Tuesday, May 26, 2009

In Defense of Working With Your Brain

This Sunday the New York Times had a very interesting article by a former knowledge worker with a number of degrees switching profession to become a motorcycle mechanic. There is a lot to be said about following your passion, and that is clearly what the author Matthew B. Crawford did. He felt restricted in his cubicle jobs and stimulated both mentally and physically by being a motorcycle mechanic.

But I find that his thesis, at least as it pertains to his own example, is highly over-simplified. His general point is that for many people desk jobs are bad and physical labor jobs are a better fit. I don't necessarily disagree with that, but his path is a highly unusual one. First off, he had a number of liberal arts degrees, including a Ph.D. in political philosophy from the University of Chicago. He is quite a bit different from a kid who barely passed through high school and who is taking careers courses.

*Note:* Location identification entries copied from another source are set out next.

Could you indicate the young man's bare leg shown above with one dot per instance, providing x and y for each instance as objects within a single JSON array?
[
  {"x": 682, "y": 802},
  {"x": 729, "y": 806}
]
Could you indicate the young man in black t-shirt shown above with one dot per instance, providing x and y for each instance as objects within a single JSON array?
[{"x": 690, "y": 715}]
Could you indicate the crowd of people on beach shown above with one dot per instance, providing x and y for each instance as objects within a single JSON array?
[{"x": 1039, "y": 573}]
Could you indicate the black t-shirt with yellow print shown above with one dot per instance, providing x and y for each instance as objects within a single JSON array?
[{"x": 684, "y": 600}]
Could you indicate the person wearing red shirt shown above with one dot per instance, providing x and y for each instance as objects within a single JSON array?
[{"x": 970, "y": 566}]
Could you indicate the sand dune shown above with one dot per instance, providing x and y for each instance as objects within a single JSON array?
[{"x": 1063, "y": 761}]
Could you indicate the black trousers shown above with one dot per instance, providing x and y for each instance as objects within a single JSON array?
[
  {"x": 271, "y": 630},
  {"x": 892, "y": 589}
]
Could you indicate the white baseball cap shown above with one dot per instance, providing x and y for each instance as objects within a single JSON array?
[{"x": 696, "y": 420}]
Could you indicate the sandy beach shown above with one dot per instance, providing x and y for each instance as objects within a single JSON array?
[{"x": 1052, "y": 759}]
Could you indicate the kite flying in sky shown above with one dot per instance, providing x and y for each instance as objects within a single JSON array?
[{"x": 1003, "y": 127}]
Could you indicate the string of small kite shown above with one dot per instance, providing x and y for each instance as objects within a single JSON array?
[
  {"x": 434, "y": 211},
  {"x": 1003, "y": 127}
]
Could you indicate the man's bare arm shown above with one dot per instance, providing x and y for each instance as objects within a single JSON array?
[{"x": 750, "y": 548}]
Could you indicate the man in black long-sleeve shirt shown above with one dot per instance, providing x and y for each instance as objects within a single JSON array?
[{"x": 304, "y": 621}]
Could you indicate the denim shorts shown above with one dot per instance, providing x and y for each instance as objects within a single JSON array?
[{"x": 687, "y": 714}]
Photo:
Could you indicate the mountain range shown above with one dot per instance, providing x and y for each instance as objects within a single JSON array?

Also for a time and for a time worked at a terrible job cranking out abstracts for magazines articles, some of which already had abstracts written and many of which in specialized fields that he had no knowledge off. He mentions a co-worker who admitted to sometimes being smacked out on the job. Also, he didn't leap head-first into a mechanic job, he had worked in auto shops as a young man, it's not like he did one Habitat build and then started his own home repair firm.

To step back a bit, let's make a little comparison:

Job Path 1: Meaningless job writing abstracts -> motorcycle mechanic
Job Path 2: Google programmer -> ditch digger

Both of these transitions are from mental to physical labor, but the transitions could not be more different. Motorcycle mechanics and being a Google programmer both require high levels of thinking -- just read Zen and the Art of Motorcycle Maintenance if you want an alternate to confirming this by getting your hands dirty. The transition from mental to physical worked for him largely because of his background and personal passion for motorcycles.

Crawford spent years and years in high education writing papers, which is an important and valid way of processing information, but it's not problem solving. It's clear from reading the article that Crawford is the kind of person who gets off on problem solving, a lot of folks do including myself, and there are a variety of fields that allow for it.

For better or worse political philosophy is not an area of study where you get the satisfaction of definitively solving a problem that would come from say, Computer Science. And that's the main reason I personally stuck with computer science, it wasn't the ambiance of the promise of untold millions, (the internet economy had already pretty much crashed and burned by the time I took my first CS college course), it was immense satisfaction of knowing that you had solved a problem.

All that said, Crawford is right to defend manual labor. It is something that largely can't be outsourced, each trade craft has it's own skill set, and there is a great satisfaction in seeing the actual product of your labor at the end of the day. I just think he should have save some money and avoided getting that Ph.D.

2 comments:

Anne said...

I do not like to solve problems. What career is for me?

motorcycle mechanic said...

I am interested in learning basics of repairing motorcycle. I do not want to do online classes. Please suggest me any place from where I can get proper training of motorcycle mechanic.